La noche en que su hija se fue, las historias de mujeres se acabaron para Jürgen Fehn. Seguía viajando a veces a la ciudad, hacía compras o iba al correo. Pero nunca estaba mucho tiempo fuera, y Hella tampoco oía ninguna voz detrás, cuando él la llamaba desde el teléfono móvil. Muy raras veces ella encontraba cartas, y casi siempre estaban sin abrir.

Después del desayuno, Fehn subía a su estudio. Hella lo volvía a ver sólo a primeras horas de la tarde, cuando a él le daba hambre. Con movimientos tranquilos, acompasados, tomaba la sopa, cortaba el pan que ella le había alcanzado. Miraba por la ventana de la cocina ese lugar de la entrada donde la nieve se había convertido en charcos profundos.

Sólo una vez, por la noche, había venido una de las mujeres hasta Sehlscheid. Había aparcado el auto delante de las escaleras, en la oscuridad había arrollado un cuadro de rosas, y casi también al perro. Cuando Hella llegó al corredor, su hija ya había abierto la puerta. A la luz del pequeño farol había una mujer llamativamente alta.

–Ese cerdo –dijo la extraña, que evidentemente estaba borracha.

–¿Cómo dice? –preguntó Judith.

Hella apartó a su hija con movimientos suaves.

–¿Puedo ayudarle?

–Debo ver a Fehn –balbuceó la mujer.

–No está –dijo Hella.

La desconocida revolvió los ojos.

–¿Y tú quién eres?

–Soy su esposa.

–Ese cerdo.

Para que la mujer se fuera, Hella debió amenazar con llamar a la policía. La correa trapezoidal rechinó y el auto desapareció por la salida.

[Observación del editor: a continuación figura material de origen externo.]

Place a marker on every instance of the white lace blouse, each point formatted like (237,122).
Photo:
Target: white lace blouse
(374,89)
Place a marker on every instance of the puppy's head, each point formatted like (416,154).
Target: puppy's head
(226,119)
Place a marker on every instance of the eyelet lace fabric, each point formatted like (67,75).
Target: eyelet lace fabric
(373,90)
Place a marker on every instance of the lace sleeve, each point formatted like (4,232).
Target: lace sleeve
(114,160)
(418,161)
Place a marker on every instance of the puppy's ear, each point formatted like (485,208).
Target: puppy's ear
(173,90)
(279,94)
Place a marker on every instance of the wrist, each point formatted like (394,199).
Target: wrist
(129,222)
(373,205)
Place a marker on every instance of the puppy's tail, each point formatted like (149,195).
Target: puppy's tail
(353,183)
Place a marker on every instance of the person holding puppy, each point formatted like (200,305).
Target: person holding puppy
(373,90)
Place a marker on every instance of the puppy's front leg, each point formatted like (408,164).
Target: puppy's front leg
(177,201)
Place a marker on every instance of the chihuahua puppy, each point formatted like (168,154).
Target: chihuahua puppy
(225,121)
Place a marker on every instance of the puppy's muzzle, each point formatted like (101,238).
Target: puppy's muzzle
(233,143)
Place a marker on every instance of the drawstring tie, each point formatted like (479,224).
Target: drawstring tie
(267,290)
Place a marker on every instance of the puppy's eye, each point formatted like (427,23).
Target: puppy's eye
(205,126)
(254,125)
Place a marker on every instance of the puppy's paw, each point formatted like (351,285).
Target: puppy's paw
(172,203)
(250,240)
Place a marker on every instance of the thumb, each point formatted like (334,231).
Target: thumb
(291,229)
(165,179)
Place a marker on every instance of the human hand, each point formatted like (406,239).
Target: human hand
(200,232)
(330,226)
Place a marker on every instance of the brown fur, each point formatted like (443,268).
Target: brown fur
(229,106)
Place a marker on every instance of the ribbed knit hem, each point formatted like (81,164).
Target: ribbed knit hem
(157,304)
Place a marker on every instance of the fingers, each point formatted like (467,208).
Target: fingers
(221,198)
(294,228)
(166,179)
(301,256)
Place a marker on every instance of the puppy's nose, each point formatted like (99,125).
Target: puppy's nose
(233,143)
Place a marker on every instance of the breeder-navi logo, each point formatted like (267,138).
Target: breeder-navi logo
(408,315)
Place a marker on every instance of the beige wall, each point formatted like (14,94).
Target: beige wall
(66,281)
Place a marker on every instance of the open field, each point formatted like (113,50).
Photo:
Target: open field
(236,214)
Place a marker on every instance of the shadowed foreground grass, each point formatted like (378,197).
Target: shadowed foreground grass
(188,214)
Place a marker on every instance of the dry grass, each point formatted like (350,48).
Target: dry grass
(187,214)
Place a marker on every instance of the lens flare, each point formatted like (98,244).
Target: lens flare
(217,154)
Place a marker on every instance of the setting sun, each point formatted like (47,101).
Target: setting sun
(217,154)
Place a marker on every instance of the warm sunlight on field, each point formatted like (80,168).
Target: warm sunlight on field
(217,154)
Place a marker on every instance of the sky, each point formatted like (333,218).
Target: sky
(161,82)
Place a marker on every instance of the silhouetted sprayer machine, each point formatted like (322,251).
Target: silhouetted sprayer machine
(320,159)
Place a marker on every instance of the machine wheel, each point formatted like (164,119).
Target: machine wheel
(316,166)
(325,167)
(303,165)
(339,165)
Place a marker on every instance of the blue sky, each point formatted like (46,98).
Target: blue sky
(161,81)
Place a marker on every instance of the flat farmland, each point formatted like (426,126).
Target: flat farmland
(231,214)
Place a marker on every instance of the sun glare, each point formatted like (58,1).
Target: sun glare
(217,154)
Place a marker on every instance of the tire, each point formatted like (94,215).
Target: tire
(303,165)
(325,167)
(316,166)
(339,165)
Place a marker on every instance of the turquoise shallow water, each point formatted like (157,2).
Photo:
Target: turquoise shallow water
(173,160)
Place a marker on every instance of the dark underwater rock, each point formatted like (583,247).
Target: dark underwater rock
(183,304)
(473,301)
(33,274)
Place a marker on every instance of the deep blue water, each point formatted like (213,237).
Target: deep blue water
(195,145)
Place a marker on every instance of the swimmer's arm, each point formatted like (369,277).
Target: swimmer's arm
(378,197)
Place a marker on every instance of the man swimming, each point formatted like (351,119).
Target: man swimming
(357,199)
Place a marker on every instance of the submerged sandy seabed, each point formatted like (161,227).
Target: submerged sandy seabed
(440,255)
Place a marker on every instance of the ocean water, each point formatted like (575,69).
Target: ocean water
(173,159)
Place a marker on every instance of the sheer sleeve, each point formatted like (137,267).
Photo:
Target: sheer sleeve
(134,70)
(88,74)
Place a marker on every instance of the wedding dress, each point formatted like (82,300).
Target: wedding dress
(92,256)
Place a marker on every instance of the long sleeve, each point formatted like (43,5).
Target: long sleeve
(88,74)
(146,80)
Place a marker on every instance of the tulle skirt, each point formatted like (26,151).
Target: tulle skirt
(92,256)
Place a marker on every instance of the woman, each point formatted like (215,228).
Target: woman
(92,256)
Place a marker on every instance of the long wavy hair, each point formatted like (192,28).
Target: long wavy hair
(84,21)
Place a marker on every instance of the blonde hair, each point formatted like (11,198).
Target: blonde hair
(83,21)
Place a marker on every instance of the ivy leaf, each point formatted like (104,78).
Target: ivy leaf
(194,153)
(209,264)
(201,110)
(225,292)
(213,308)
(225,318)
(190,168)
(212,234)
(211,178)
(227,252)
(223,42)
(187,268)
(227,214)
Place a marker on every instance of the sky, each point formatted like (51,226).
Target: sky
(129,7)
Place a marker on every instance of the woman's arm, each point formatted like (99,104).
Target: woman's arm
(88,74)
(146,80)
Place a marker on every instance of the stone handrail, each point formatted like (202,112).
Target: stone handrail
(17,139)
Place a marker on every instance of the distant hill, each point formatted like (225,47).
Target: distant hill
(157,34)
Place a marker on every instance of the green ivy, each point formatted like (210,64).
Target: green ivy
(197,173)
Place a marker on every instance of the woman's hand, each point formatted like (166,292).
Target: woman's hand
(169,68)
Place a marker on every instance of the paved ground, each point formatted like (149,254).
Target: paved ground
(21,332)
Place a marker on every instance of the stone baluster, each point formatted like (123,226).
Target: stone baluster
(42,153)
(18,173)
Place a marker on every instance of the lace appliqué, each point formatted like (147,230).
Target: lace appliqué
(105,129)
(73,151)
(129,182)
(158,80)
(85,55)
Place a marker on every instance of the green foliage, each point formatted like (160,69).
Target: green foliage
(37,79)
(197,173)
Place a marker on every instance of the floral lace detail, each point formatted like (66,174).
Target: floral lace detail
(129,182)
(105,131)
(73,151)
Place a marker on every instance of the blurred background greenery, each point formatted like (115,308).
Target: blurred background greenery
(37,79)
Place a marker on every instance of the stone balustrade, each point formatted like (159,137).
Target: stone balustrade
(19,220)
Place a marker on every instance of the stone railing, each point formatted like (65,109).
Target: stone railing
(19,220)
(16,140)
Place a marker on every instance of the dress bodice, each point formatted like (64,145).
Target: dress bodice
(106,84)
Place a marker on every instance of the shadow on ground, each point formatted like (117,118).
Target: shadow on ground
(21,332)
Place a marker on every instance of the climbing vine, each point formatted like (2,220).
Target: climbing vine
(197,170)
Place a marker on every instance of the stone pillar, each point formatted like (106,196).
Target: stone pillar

Tal vez también habrían podido reírse de la historia, pensó Hella después. Pero cuando entraron en la casa creyó sentir la furia en la espalda de Judith. Entre ellas eran raras las conversaciones que iban más allá de lo cotidiano. A veces era ella la responsable, seguro. Pero a menudo Hella sentía que, con la falta de interés, su hija quería castigarla por ese forzado nuevo comienzo en esa solitaria localidad del Westerwald.

Sólo cuando Fehn y Gellmann resolvieron en uno de sus encuentros en Fráncfort que Judith podía traducir una de las piezas de Gellmann, la muchacha se mostró más comunicativa.

Una vez en casa, se había dejado caer con acentuado agotamiento en el sillón delante de la biblioteca. Hella esperaba que comenzara a hablar, pero Judith se levantó, fue por el pasillo hasta la cocina y Hella hubiera debido seguirla para enterarse de algo más. En lugar de esto, le gritó desde la sala que no se podía vivir de la traducción.

Por la mañana, Hella se enfadó con Fehn, le dijo que Judith era demasiado joven, que no tenía la sensibilidad necesaria para los textos de Gellmann, primero debía acumular experiencias.

–La experiencia no es todo –había respondido Fehn.

–Además, precisamente Gellmann –arremetió de nuevo Hella–. No me gusta el modo en que trata a las mujeres.

–Antes te gustaba.

Fehn la miró con severidad. Por un momento Hella pensó que él quería decir algo con eso.

–Judith es nuestra hija –siguió Fehn–. Gellmann la conoce desde hace años y es nuestro amigo.

Fehn siempre había subestimado a Gellmann.

 

                            *

 

Los vehículos estaban aparcados en una larga fila sobre la cenagosa franja de césped a la entrada de la posada. Los señores llevaban trajes oscuros y las señoras, vestidas de brillantes vestidos negros, estaban reunidas en grupos sobre el empedrado en el que el sol matinal arrojaba sombras duras. Los enrojecidos ojos de la viuda asomaban pequeños y asustadizos por debajo del sombrero. Cuando entraron en el edificio, la viuda se sostuvo del brazo de la cuñada. Los arreglos florales estaban dispuestos en el pasillo, la torta servida se apilaba en el pasaplatos de la cocina, las botellas eran colocadas con ruido sobre las mesas. Una niña gordita de vestido azul oscuro se abrió paso, riendo sonoramente y sacando la lengua, entre las numerosas personas que seguían llegando.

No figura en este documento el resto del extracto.